- Trump announces car tariffs, prepares ground for April 2 deadline
- US equities suffer; European equities could be under severe pressure
- Dollar gets a small boost against euro and yen
- Gold and oil maintain most of their recent gains
Car Tariffs in the Spotlight
Despite expectations of April 2 being the main tariff day, US President Trump surprised the markets with yesterday’s announcement about car imports duties. Starting on April 2, a new 25% tariff will be imposed on all cars and light trucks imports that are not manufactured in the US. Auto parts imports will be given a one-month tariff exemption, potentially until May 3. Additionally, Trump is trying to get approval to make interest payments for US-made cars tax-deductible, to further support American car manufacturers.
Car companies based in Mexico, Japan, South Korea, Canada and Germany will be hit the hardest. Interestingly, this is probably the first time that Japan’s economic interests are being targeted by President Trump. It is pretty obvious that while Trump continues to talk about April 2 being “Liberation Day”, he has made a significant move, with wider repercussions than the steel/aluminum tariffs.
Having said that, it should be noted that Trump, as evident in his short duration as the 47th President, could quickly change his mind on the tariffs’ starting date and/or approve exemptions. Affected countries have one week until the new car tariffs officially commence to offer ‘gifts’ to Trump, mostly in the form of new investments, and earn the much-longed-for exemption.
Should this bargaining fail, most affected countries would most likely retaliate. European Union officials are expected to up their rhetoric, threaten to impose harsh trade restrictions and seek agreements with other countries such as Canada. Trump has already commented on this likely development, threatening even higher tariffs on countries that will collude against the US.
Risk Appetite Plummets
Yesterday’s announcements pushed equities into the red, with the Nasdaq 100 index leading the selloff and recording its sixth +1.5% daily correction. It is now on course for the worst monthly performance since September 2023, when the market feared a protracted pause from the Fed. Additionally, despite the ongoing recovery, the Nasdaq 100 is still 10% below its mid-February peak.
Similarly, the S&P 500 index was under pressure yesterday, with the Technology and Communication sectors feeling the brunt. European stocks are expected to suffer the most, though, especially as the April 2 announcements will most likely focus on European-based corporates, such as pharmaceuticals.
Likewise, upon the tariff announcements, the US dollar got another boost, dropping to 1.0735 against the euro, and climbing to 150.74 versus the Japanese yen.

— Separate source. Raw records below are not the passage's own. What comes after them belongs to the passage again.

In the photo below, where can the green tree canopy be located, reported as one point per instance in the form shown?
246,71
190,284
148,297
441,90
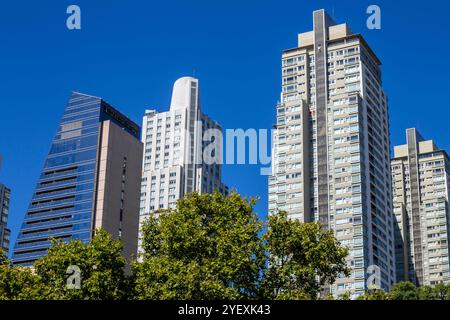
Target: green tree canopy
302,258
207,248
100,265
214,247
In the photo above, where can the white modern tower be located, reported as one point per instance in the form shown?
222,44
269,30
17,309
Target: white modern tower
331,149
177,143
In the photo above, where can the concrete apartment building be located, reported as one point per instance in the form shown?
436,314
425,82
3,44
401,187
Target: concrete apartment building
5,233
331,160
173,163
421,184
90,180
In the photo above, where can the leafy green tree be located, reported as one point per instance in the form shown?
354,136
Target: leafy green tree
207,248
302,258
377,294
438,292
214,247
404,291
101,267
18,283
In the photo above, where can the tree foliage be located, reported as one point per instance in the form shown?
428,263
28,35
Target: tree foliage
207,248
100,263
302,258
408,291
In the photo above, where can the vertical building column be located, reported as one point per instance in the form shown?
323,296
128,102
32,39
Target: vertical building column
415,204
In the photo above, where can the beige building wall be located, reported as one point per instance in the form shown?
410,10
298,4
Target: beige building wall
118,186
421,181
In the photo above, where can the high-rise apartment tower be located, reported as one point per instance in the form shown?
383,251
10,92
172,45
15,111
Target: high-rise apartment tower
331,161
5,233
175,143
421,184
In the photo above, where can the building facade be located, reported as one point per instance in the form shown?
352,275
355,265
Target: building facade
421,184
331,160
175,145
90,180
5,233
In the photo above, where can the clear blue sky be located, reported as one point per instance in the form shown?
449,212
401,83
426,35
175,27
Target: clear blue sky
131,52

With month-end rebalancing flows likely benefiting the dollar, the door appears to be wide open for dollar bulls to continue recovering some of their sizeable losses against major currencies.
Central Banks Are in a Dilemma
Amidst these developments, central banks are still trying to meet their targets. Most remain torn between the potentially significant impact on growth, which in the case of the eurozone could be quite sizeable, and the increased possibility of another COVID-like acceleration in inflationary pressures.
The market is currently pricing 62bps and 55bps of easing for the Fed and the ECB, respectively. Actually, the chance of an April ECB cut has been bumped up to 80%. However, with Trump’s appetite growing with each bite, there is a steadily growing risk of stagflation. In this case, most central banks will likely be forced to choose price stability over growth; the ECB will probably be in this camp, while the Fed could be under severe pressure from the US President to ignore the inflation threat and soften its interest rate stance.
Gold and Oil Keep Their Recent Gains
Gold is trading north of $3,035, supported by yesterday’s announcement, but failing to reach its recent all-time high. Similarly, despite the latest news, oil is mostly maintaining its recent gains and hovering above the $69 area. Having said that, even if one accounts for the possibility of a marked deterioration in US-Iran relations, the current upward move remains somewhat of a mystery, especially as there is an increasing chance of a global economic slowdown.